Старик всплеснул руками.
— Он не ел! Это называется, он ничего не ел... Вот смотри, я нарочно записал: ты съел сегодня хлебец, съел тарелку бобов и еще сосиску... А? Ты ничего не ел?.. Ты будешь говорить, что ты голоден? Будешь лазить по буфетам?.. Вор.
Мальчик так и вспыхнул.
— Я не вор.
— Нет, ты вор... я еще удивляюсь, как это ты меня всего не ограбил...
— Вы не можете так говорить.
— А это что? — старик кивнул на буфет. — Жаль, я не догадался посадить с собою под кровать полицейского. Тебя бы и забрали в тюрьму... и забрали... ты большевик... я всегда говорил, что ты большевик...

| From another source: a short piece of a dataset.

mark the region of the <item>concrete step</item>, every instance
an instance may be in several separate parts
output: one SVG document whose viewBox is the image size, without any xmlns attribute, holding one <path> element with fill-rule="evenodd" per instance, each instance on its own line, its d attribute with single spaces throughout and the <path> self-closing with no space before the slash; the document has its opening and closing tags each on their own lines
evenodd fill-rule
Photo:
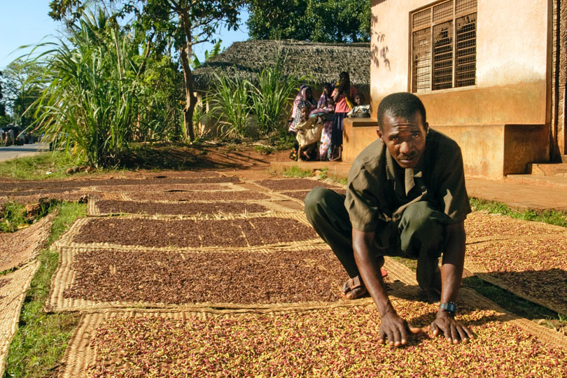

— Зачем же вы меня привезли сюда?
— А, вот твоя благодарность... Я тебе жизнь спас... от Советской власти тебя увез... человека из тебя сделать хотел...
— Вы меня даже и не учите ничему.
— Учить тебя?! Да ведь ученье-то денег стоит. А откуда я их возьму? На мой век и то, глядишь, не хватит... Разве я знал тогда, что так все затянется... Думал: ну, год просидят большевики — ан вон десять лет... А я тебя все ж таки не выгнал... кормил тебя... А ты вместо благодарности... Дядя я тебе или нет?..
— Я к Марусе поеду... к сестре...
— Да ее небось давно и косточки сгнили.
— Я ее сегодня видел...
Мальчик при этих словах даже побледнел от волнения.
— Где видел... во сне что ли?
— В кино.
— Что? — Старик всплеснул руками. — Он по кино шатается... откуда у тебя деньги?.. Откуда у тебя деньги, мерзавец?
— Я эти дни ходил за обедом для больного художника, и он дал мне три франка. Я купил себе немного еды, а на остальные деньги...
— Три франка? ... три франка... да ведь это же капитал... И ты их истратил на кино... на гнусное развлечение, вместо того, чтоб дать их своему старому больному дяде и благодетелю.
Но мальчик перебил его.
— Вот там-то я и видел Марусю...
— Она была в кино?
— На экране... шла русская драма «Красный витязь». В объявлении написано, что ее снимали этой весной, стало-быть...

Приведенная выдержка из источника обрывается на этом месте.